2. Suddenly, he heard tapping on the window. It was a bird flying against the glass of his window trying to get out of the snow into the warmth of his home. The man felt sorry for on the bird, and he went outside, hoping to bring it in.
3. As he approached the bird, the bird just flew against the window even harder. Pretty soon, the bird flew into the bushes below the window, half frozen, but too afraid to be caught by this huge man.
4. The more the man tried to reach for the bird, the more the bird flew frantically into the snow and thorns of the bushes.
5. After a few minutes in the cold and seeing the bird continue to injure itself, the man yelled out in frustration, "Stupid bird, can’t you understand that I’m trying to help?" The man paused and thought, "If only you understood you wouldn’t fly away ... if only ... if only I could become a bird, and get you to understand."
6. Just then, the church bells rang, as they always did on the hour. But when the man heard the bells this time, he fell to his knees and began to cry, saying, "Oh, God, I didn’t understand. Oh, God, I didn’t understand."
III. That’s the real question, do you really understand? In all the hustle and bustle that Christmas has become do your really understand what it is all about.
A. Do you realize that Christmas is about God Almighty coming to Earth in the form of a man so that he could help us understand?
B. Its about God wanting to help us, but us not being able to see that he wanted to help us.
C. Its about God wanting us to trust him and give him the place in our lives that he has to have for our lives to be what they should be.
D. But we didn’t understand, so he came so we could. He came and paid for our sin, and gave us the gift of himself, something that we could put our trust in.
E. Is your Christmas celebration about you, and about presents, and food, and trees, or is it about the birth of a savior?
F. I don’t think that there is anything wrong with the methods and symbols that we use to celebrate Christmas.
G. Spending time with our families is something that we should all do more of.
H. Giving to others is something that doesn’t hurt anyone, but we have to remember that the real point of it is not what we get under a tree, but what we got on a Cross.
I. The real point of Christmas is found in the bible and always will be.
(John 3:16 - 18 NIV) "For God so loved the world that he gave his one and only Son, that whoever believes in him shall not perish but have eternal life. For God did not send his Son into the world to condemn the world, but to save the world through him. Whoever believes in him is not condemned, but whoever does not believe stands condemned already because he has not believed in the name of God’s one and only Son.
J. That is what Christmas is about.
K. And, I know that you might think that I am crazy for using ET to talk about Christmas but I want you to keep this thought in your mind as you celebrate it this year.
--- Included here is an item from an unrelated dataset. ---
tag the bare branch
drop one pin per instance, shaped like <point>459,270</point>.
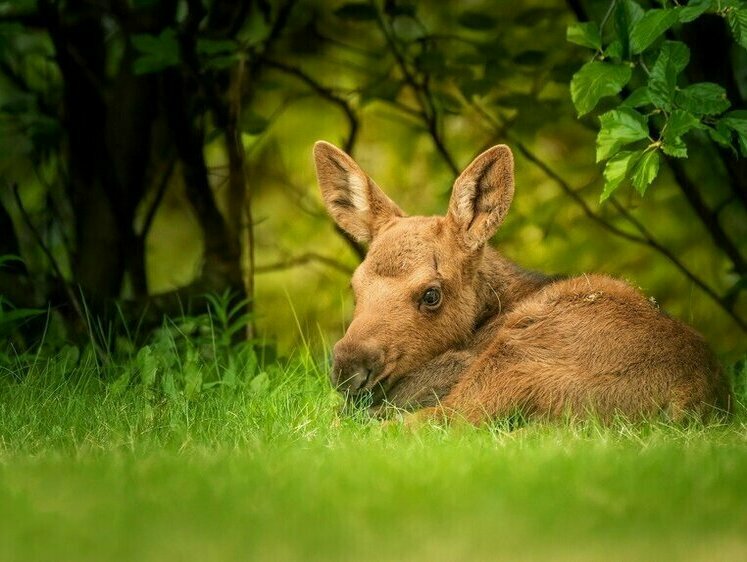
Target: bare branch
<point>326,93</point>
<point>304,259</point>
L. If ET was at your house during the Christmas holidays, would he be able to see what it was that you were really suppose to be celebrating? I hope in what you do he would be able to see that Jesus was what the holiday was about?
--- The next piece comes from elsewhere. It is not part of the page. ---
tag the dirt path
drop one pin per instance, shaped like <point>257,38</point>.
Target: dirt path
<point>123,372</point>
M. Or I hope that if he wouldn’t have been able to in the past that he will be able to this year.
N. Because, Jesus is the reason that we celebrate Christmas, and if we lose that we everything.
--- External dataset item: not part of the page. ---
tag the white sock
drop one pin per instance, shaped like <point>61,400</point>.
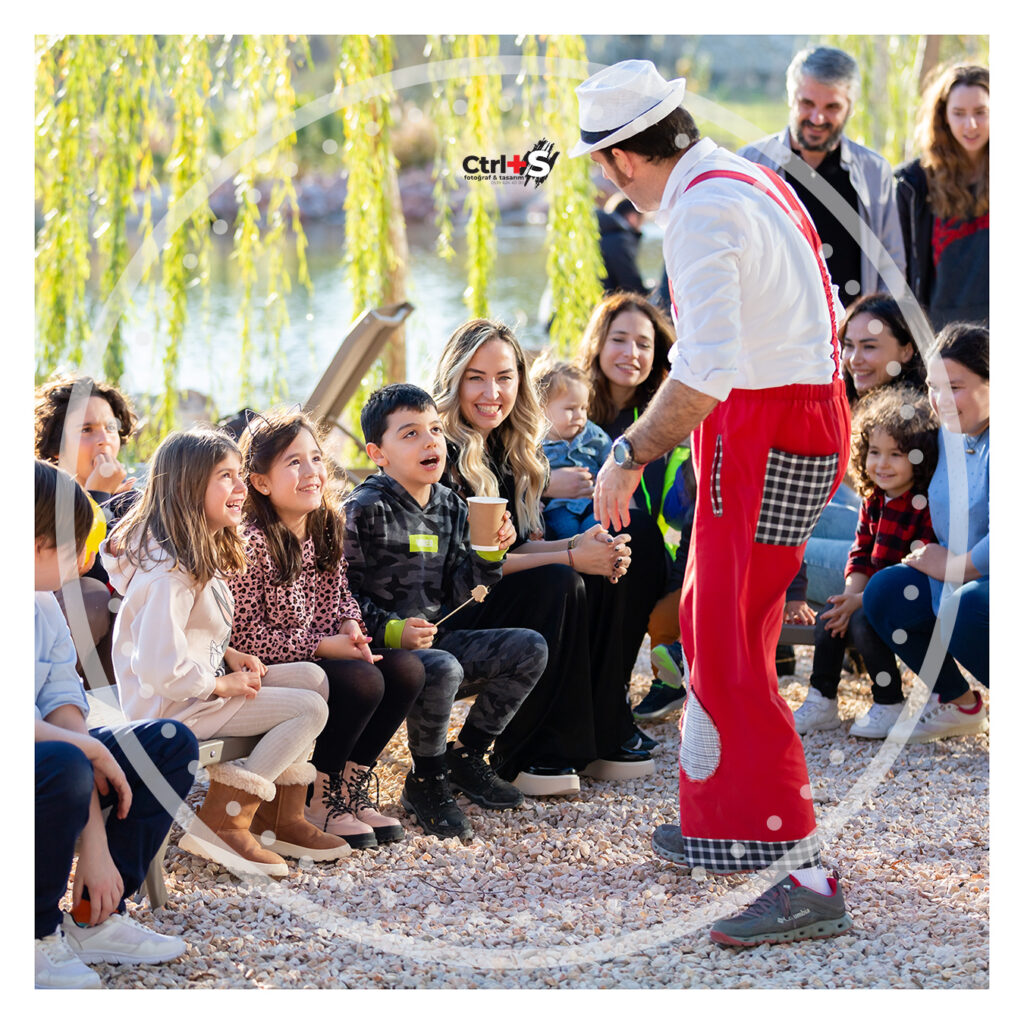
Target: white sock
<point>813,878</point>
O. Because what Christmas is about is and always has to be (John 3:16 - 18 NIV) "For God so loved the world that he gave his one and only Son, that whoever believes in him shall not perish but have eternal life. For God did not send his Son into the world to condemn the world, but to save the world through him. Whoever believes in him is not condemned, but whoever does not believe stands condemned already because he has not believed in the name of God’s one and only Son.